Look around the investing world and biases are pervasive, from clustering estimates around company guidance (anchoring) to avoiding a stock that has already outperformed (mental accounts). And these biases make a difference.
Biases creep into the investment process at two important stages.
First, when forming estimates. The starting point (baseline) is key, and rather than using industry dynamics (an outside view), estimates may be influenced by company guidance (vulnerable to vested interests and dated industry dynamics given complex reporting lines), consensus estimates (themselves vulnerable to bias) or an emphasis on well-known newspaper articles. Adding detail to a scenario may make it more memorable, but the detail itself will reduce its likelihood (more is more fallacy). Data may be selected to support a pre-supposed thesis (confirmation bias) and presented as such (positive framing). And expectations may be altered by share price performance on the day of an announcement
Second, biases find their way into the investment decision. Even a bias-free upside calculation may be ignored and over-ridden when the share price is falling (herding with other fearful investors) or the company has been subject to a recent negative press story (recency bias, availability bias). Stocks may be held rather than sold because they’re in negative territory (loss aversion), the evidence for change doesn’t seem strong enough (status quo bias) or we think we knew it all along (hindsight bias). Low-growth segments of a business may look attractive when presented by a strong management team (halo effect) and the question ‘is the stock fairly valued’ may be interpreted as ‘do I like the stock’ when forming the investment case (substitution effect).

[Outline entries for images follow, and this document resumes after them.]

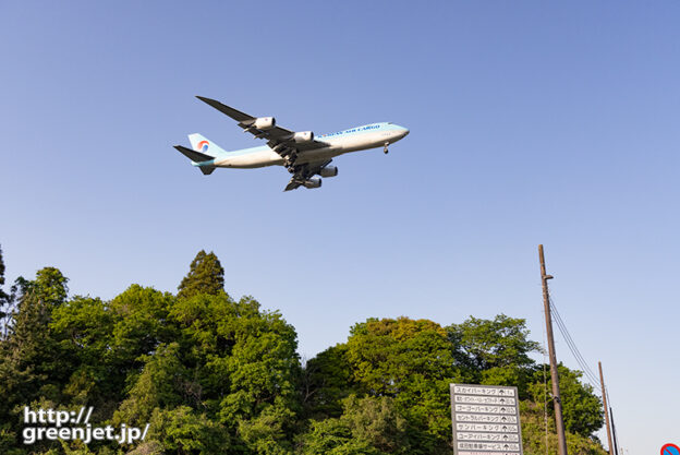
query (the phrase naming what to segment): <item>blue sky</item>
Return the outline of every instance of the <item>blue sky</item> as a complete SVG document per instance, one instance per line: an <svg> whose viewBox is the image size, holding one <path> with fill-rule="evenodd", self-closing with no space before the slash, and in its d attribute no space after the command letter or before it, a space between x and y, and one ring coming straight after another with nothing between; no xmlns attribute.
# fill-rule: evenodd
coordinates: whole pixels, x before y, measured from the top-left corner
<svg viewBox="0 0 680 455"><path fill-rule="evenodd" d="M8 277L174 291L199 249L307 358L369 316L525 318L537 244L629 454L679 442L680 4L0 3ZM204 177L171 145L257 145L194 98L293 130L393 121L320 190ZM558 357L576 368L558 335Z"/></svg>

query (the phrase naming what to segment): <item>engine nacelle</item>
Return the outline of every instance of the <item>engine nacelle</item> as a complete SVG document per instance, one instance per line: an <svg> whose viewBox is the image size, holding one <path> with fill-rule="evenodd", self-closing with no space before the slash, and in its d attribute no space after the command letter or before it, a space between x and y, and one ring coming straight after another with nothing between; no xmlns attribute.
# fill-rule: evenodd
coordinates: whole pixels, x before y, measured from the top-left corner
<svg viewBox="0 0 680 455"><path fill-rule="evenodd" d="M255 123L253 123L253 127L263 131L271 130L274 127L276 127L276 119L274 117L258 117L255 119Z"/></svg>
<svg viewBox="0 0 680 455"><path fill-rule="evenodd" d="M336 177L337 175L338 168L336 166L326 166L319 171L319 176L321 177Z"/></svg>
<svg viewBox="0 0 680 455"><path fill-rule="evenodd" d="M300 131L293 134L293 142L296 144L304 144L305 142L314 141L314 133L312 131Z"/></svg>
<svg viewBox="0 0 680 455"><path fill-rule="evenodd" d="M321 179L318 177L312 177L311 179L305 180L302 184L304 184L305 188L319 188L321 185Z"/></svg>

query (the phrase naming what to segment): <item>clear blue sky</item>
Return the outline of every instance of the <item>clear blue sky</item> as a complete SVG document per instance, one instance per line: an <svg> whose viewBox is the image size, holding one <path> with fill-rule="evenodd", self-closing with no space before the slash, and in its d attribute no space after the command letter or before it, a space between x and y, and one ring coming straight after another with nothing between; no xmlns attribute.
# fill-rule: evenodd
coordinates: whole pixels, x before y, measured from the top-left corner
<svg viewBox="0 0 680 455"><path fill-rule="evenodd" d="M624 455L680 442L680 3L0 2L8 277L174 291L214 250L307 358L368 316L525 318L536 247ZM385 156L204 177L171 145L257 145L204 95L317 133L393 121ZM558 335L558 356L576 368Z"/></svg>

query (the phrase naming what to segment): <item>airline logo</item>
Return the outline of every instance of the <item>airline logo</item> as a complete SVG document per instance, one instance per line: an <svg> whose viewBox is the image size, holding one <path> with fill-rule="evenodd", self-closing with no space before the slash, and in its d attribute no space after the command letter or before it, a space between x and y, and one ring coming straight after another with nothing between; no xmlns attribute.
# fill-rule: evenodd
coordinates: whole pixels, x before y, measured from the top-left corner
<svg viewBox="0 0 680 455"><path fill-rule="evenodd" d="M198 145L196 145L197 152L207 152L210 143L208 141L201 141Z"/></svg>

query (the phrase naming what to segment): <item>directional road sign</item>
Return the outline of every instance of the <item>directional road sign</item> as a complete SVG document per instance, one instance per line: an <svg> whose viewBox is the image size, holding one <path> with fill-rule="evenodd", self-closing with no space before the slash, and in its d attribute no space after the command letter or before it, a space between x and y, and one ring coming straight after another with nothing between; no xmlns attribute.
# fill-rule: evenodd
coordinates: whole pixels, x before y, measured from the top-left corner
<svg viewBox="0 0 680 455"><path fill-rule="evenodd" d="M517 387L451 384L454 455L523 455Z"/></svg>

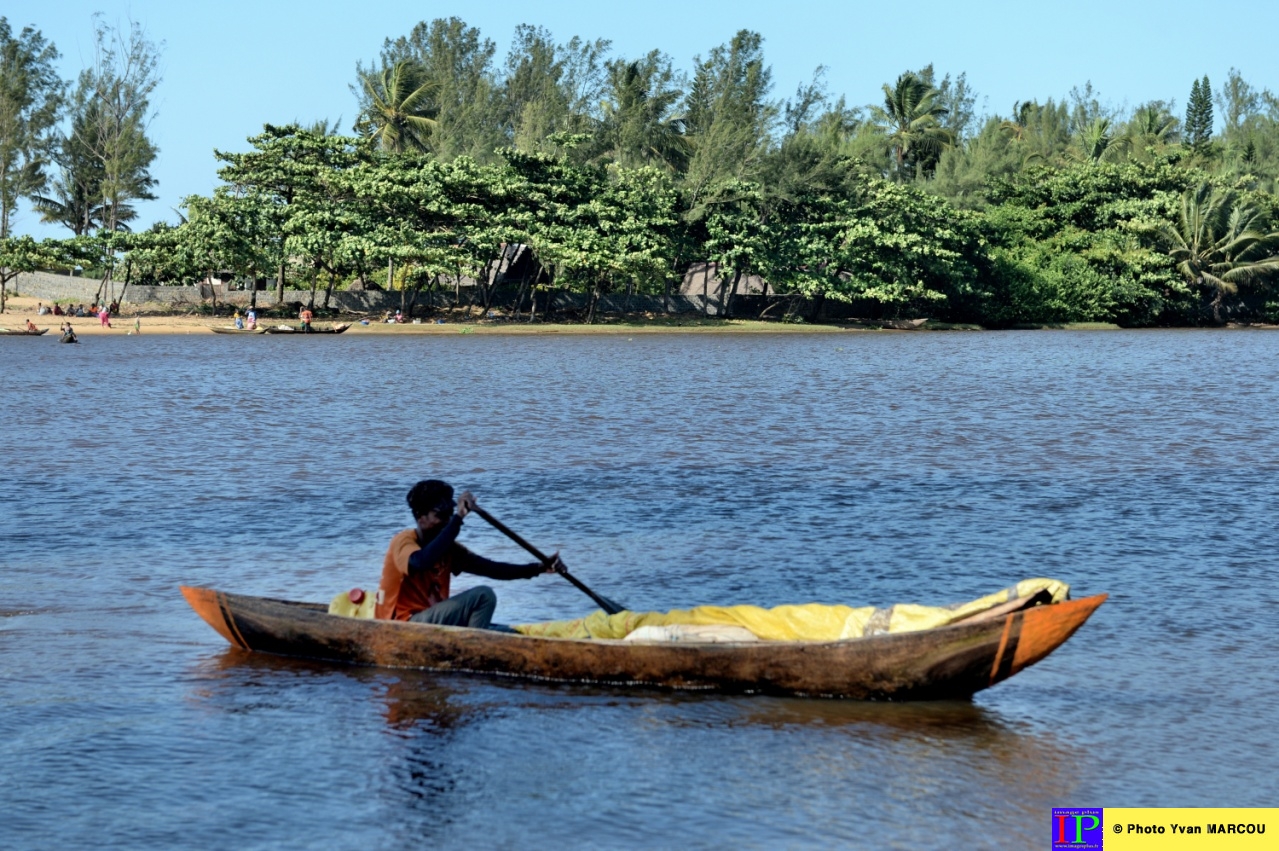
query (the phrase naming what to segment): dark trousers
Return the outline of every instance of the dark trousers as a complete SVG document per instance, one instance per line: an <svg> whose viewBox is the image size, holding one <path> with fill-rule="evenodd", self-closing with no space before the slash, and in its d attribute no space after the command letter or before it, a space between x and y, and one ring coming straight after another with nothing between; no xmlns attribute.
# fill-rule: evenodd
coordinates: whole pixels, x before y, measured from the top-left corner
<svg viewBox="0 0 1279 851"><path fill-rule="evenodd" d="M418 612L409 621L487 630L489 624L492 623L492 612L496 608L498 595L492 593L492 589L487 585L477 585L457 596L436 603L430 609Z"/></svg>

These biases really matter. Overcoming them and applying systematic rules can enable significant alpha creation, from creating a ‘quality control’ check on additions to a portfolio, to applying a stop-loss when stocks underperform.
From bias to error
These biases aren’t just interesting observations. They lead to estimate errors (garbage in, garbage out) and inappropriate stock recommendations. While many errors are analyst-specific, and hidden beneath the surface when aggregated within consensus, some persist from analyst to analyst and quarter to quarter. And we can measure them. We make three key observations:
Clustering at mediocrity
First, top-line variability is consistently underestimated. Consensus revenue growth forecasts will typically start in the 5%-6% range for the market at large, but the true outcome almost always turns out to be a significantly higher or lower level. While nine of the last ten years’ consensus revenue growth forecasts have been initially in the 5%-6% range, no year saw actual growth within that range. Analysts are reluctant to take a significant view on growth ahead of the date (conservatism, risk aversion), and/or are anchoring to economists who themselves are making the same mistake.

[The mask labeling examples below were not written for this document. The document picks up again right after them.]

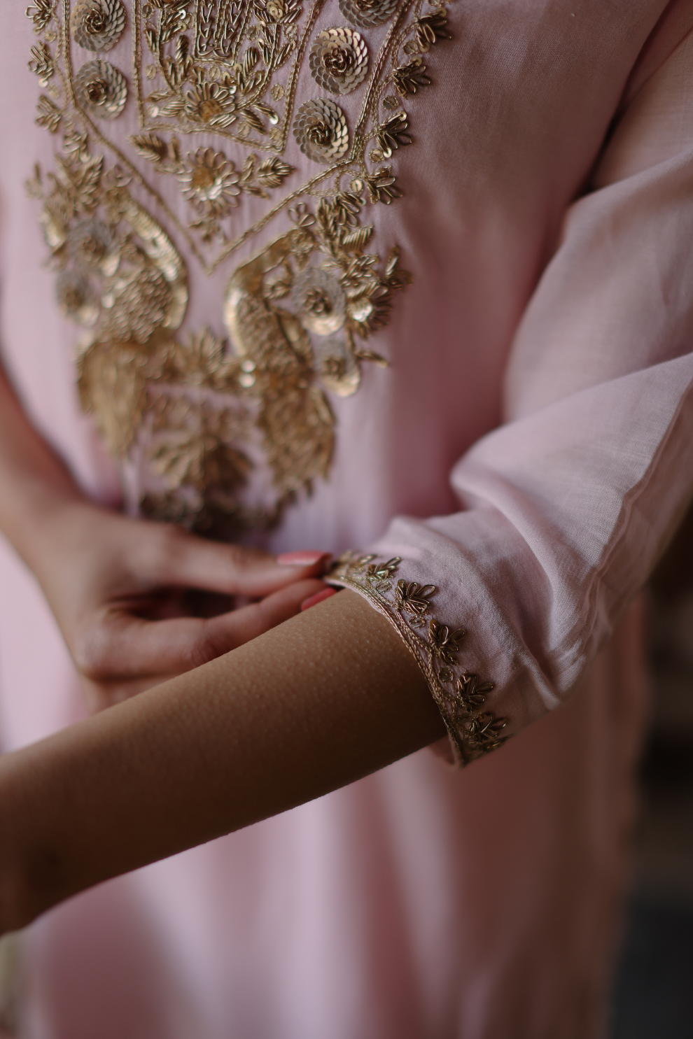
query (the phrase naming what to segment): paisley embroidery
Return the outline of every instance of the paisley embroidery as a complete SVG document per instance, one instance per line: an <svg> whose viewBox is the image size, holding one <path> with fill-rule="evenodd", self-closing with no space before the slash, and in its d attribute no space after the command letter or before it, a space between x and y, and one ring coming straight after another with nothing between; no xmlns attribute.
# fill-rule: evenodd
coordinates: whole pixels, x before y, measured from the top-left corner
<svg viewBox="0 0 693 1039"><path fill-rule="evenodd" d="M458 765L502 746L507 721L485 711L491 682L462 670L458 657L465 636L432 616L435 585L403 579L395 582L402 560L378 560L347 552L327 580L365 595L394 625L412 651L443 716Z"/></svg>
<svg viewBox="0 0 693 1039"><path fill-rule="evenodd" d="M401 195L391 166L369 161L412 142L401 99L428 85L422 55L449 35L444 9L422 15L422 4L344 0L350 25L319 32L324 0L310 10L300 0L36 0L28 8L41 37L29 68L46 90L36 122L62 137L54 171L37 168L28 187L43 199L58 304L84 328L82 404L126 485L152 475L144 511L198 529L265 527L327 475L335 419L326 394L353 394L362 363L385 364L365 341L410 282L396 248L384 258L367 251L365 217ZM387 22L373 50L363 30ZM102 57L128 33L130 72ZM90 52L75 66L73 41ZM328 96L297 106L303 61ZM361 97L353 122L338 103L352 94ZM129 155L108 129L133 100L141 132L129 138ZM315 162L302 185L282 157L290 130ZM176 178L189 219L142 176L142 158ZM244 194L267 206L239 234ZM279 214L291 230L231 273L230 342L209 329L181 339L187 271L170 235L212 273Z"/></svg>

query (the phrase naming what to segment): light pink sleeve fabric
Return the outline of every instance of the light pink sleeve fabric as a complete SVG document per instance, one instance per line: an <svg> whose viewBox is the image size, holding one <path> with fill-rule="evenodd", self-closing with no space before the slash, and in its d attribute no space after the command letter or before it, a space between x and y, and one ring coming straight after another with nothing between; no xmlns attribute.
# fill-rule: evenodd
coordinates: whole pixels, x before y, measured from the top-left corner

Put another way, over the last decade analysts have typically expected 50% of companies to report sales growth in a 2%-8% range, yet only 23% have actually delivered sales within this range.
Conservative in cash-use
Second, analysts will typically underestimate the extent of reinvestment via capex or M&A. Net debt used to fund this reinvestment has been revised upwards in seven of the last ten years, irrespective of the market environment. This may reflect conservatism and a lack of incentive to take a view on lumpy investment. It may also reflect anchoring to company guidance, which itself is disincentivised to announce investment plans early (take a look at the consensus 2013 and 2014 deleveraging assumption. In an environment of ageing assets and rising visibility, are companies really going to buck the trend and de-lever rather than reinvest?).
The wood from the trees
Third, analysts will frequently revise estimates post company results, but will less commonly revise estimates in the intervening period. As such, analysts will over-weight information presented by the company, but under-weight data on the broader market (GDP, inflation, unemployment) or the company’s position within it (pricing power, barriers to entry etc, potentially sourced via primary research). Analysts can miss out on the full picture, or the representative dataset, which can distort estimates.
The consequence... bifurcation underestimation...
The demonstrable biases above are probably just the tip of the iceberg. But, each one will have a meaningful impact on long-term earnings estimates, and these will discriminate from company to company. One group of stocks standing to benefit is those with profitable growth opportunities. Company managements will rarely disclose the full extent of future capex plans (conservatism, lack of incentive) and yet their commentary can be disproportionately weighted (manifestation #3 above) and as such the extent of reinvestment and releveraging will be underestimated (manifestation #2).
All this focus on estimates, but do they really matter? Can’t we just rely on average estimates but decent models? Unfortunately we can’t. Just as the conclusions of classical economic theory have been challenged, because the assumption of human rationality is unrealistic, so recommendations taken from inaccurate estimates (irrespective of models) can yield underperformance. To provide an example, buying Stoxx 600 companies on low P/E multiples (and selling high) would have generated c.25% annual alpha over the last decade using 12-month forward actual reported earnings, but would have lost c.3% per annum using consensus estimates. Interestingly, you would lose less money applying historical earnings (-2% alpha pa) than by using consensus estimates.
Simply put, biases make consensus estimates worthless.